Liberal Judaism in Israel gaining strength, Reform leader says

Rabbi Gilad Kariv

TORONTO — Is it lonely being a Reform Jew in Israel?

Rabbi Gilad Kariv has the short answer: “Not anymore.”

Many progressive Israelis “want something more profound,” said Rabbi Kariv, who heads the Reform movement in Israel. “Today, we are part of a growing movement. Today, we are definitely not alone anymore.”

Indeed, a recent poll by the Israel Democracy Institute’s Guttman Center for Surveys showed that nearly four per cent of Israelis self-identify as Reform (with another 3.2 per cent saying they are Conservative; 26 per cent saying they belong in the broad “Orthodox” camp; and 56 per cent saying they do not feel a sense of belonging to any denomination).

While some might dismiss the Reform numbers as paltry, to Rabbi Kariv, they reflect a movement toward liberal Judaism that is getting stronger.

Some observers put a certain spin on the survey, pointing out that the combined Reform and Conservative numbers outnumber the seven per cent of Israeli Jews who are haredi and garner a lot of attention.

Rabbi Kariv, executive director of the Israel Movement for Progressive Judaism, doesn’t dwell on that. “You can understand that the Israeli Jewish mosaic is much more colourful than some institutions and figures are trying to present,” he said.

“Reform Judaism is not a marginal force in Israel anymore,” he argued. “Take for example that the same surveys that showed the four percent [Reform] figure also indicated that more than 30 per cent of all Israeli Jews have already encountered a Reform rabbi in action more than once: at a bar mitzvah, wedding, at a High Holiday service.”

Rabbi Kariv was in Toronto recently for a series of meetings sponsored by ARZA Canada, the Canadian Reform movement’s Zionist arm. He met with Reform congregations and communal agencies to spread the word about Reform in Israel.

He painted a picture of a movement that is no longer swimming against an Orthodox current.

There are 63 Reform preschools in Israel, up from 25 a decade ago, and 41 congregations, double the number from five years ago. There’s a Reform youth movement, pre- and post-army programs and student groups.

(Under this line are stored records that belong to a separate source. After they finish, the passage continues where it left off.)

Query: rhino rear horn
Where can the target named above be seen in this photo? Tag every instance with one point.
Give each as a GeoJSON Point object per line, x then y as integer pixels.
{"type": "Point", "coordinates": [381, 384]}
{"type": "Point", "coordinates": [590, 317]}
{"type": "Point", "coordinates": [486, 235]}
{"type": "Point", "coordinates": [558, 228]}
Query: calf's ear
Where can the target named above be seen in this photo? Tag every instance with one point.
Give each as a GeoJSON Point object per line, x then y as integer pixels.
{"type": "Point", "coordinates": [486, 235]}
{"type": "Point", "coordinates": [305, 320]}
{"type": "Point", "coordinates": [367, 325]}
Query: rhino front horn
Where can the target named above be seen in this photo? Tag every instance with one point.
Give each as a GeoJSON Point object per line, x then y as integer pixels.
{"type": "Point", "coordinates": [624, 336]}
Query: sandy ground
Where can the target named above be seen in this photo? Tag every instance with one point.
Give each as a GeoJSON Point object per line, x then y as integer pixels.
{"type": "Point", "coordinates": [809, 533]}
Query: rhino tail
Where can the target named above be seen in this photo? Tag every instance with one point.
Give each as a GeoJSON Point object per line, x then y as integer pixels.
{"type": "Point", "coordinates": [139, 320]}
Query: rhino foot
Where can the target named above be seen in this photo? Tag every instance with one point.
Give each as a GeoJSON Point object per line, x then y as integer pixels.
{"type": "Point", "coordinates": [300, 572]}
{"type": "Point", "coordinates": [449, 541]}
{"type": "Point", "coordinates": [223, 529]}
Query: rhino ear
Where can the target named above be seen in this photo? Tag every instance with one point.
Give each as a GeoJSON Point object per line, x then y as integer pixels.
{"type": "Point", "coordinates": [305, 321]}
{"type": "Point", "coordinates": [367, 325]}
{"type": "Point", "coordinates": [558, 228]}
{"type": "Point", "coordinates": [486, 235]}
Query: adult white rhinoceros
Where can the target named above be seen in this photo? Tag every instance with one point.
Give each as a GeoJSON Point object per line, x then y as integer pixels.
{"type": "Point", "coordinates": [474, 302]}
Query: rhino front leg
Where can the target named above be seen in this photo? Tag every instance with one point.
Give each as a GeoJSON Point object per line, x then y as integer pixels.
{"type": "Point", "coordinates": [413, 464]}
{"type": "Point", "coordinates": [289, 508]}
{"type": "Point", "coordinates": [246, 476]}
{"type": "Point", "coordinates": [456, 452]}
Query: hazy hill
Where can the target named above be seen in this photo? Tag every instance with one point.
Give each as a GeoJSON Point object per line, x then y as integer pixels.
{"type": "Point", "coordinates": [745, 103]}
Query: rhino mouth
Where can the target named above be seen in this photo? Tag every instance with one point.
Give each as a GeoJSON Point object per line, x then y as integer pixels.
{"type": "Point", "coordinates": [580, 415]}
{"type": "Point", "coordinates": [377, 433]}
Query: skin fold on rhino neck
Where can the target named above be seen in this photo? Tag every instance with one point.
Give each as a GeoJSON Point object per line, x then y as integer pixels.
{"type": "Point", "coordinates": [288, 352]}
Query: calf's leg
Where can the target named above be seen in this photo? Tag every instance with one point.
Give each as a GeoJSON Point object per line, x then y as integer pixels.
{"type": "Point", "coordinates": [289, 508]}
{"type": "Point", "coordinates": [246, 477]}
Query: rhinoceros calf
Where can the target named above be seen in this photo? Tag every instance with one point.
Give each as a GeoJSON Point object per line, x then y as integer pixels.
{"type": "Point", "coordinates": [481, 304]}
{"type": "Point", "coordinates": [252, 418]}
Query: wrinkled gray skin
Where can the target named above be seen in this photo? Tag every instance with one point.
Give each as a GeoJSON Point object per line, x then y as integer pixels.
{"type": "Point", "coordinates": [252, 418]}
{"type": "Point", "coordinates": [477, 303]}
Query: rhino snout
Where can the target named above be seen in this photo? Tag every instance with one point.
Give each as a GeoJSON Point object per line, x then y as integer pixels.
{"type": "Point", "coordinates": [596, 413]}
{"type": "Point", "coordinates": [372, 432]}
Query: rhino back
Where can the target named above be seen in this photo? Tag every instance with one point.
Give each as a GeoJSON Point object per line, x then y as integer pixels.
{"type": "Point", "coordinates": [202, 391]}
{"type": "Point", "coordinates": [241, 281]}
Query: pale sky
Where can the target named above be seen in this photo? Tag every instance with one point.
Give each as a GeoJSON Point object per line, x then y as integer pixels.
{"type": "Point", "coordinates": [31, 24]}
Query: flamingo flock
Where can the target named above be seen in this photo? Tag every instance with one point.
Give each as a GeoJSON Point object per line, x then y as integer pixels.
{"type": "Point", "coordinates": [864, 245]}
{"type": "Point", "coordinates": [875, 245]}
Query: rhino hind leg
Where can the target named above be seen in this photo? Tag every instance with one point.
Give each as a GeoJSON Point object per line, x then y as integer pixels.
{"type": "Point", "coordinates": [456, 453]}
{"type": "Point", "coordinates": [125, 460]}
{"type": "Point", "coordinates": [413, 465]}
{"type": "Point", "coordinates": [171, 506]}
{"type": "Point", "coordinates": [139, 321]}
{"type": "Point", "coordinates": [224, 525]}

“I’m the first to admit that what we are doing is only the beginning,” Rabbi Kariv, 40, told The CJN in an interview between meetings. “When you look into what’s happened in the last five to seven years, I think that we can honestly claim that Reform Judaism, from a generational perspective, is about to become one of the central players in the Jewish character of the State of Israel.”

But is Reform still seen in Israel as an American and European import?

“I always remind people that [David] Ben-Gurion had a very heavy Polish accent,” Rabbi Kariv replies. “Everything in Israel was built with the knowledge, help and the devotion of Jews who came from overseas. I’m proud of the fact that a few decades ago, it was newcomers from central Europe and North America who brought the notion of egalitarian Judaism to Israel.”

The “vast majority” of Reform rabbis in Israel today were born there, he said, adding that when he was studying at the Reform seminary, there were four students in the program. Today, there are 40.

“I’m glad to say that today, the Israeli Reform movement brings into the global progressive Reform family a very clear Israeli taste.” He points out that the latest siddur of the North American Reform movement contains a selection of Israeli songs – “a reflection of the input of the Israeli movement.”

Non-Orthodox numbers in Israel have been buffeted by two Supreme Court rulings: In 1989, the court recognized as Jews immigrants who had undergone non-Orthodox conversions abroad.

In 2002, the high court ruled that Reform and Conservative conversions in Israel were valid and binding in the government but not on the rabbinate for “personal status” issues such as marriage, divorce or burial.

Rabbi Kariv said that since the latter ruling, the Reform and Conservative movements have been converting about 400 Israelis a year.

Because marriages in Israel are still controlled by the Orthodox establishment, “thousands of Israeli couples every year choose a Reform wedding and then go overseas to have a civil marriage,” Rabbi Kariv pointed out. “They prefer this long journey to lying to themselves and to their families and going to an establishment they do not believe in.”

Reform is a “very critical agent of change” in Israel today, the rabbi said, reflecting a “growing demand by a vast majority of Israelis to change what is happening not only in marriage but in basic democratic values of gender equality and freedom of religion.”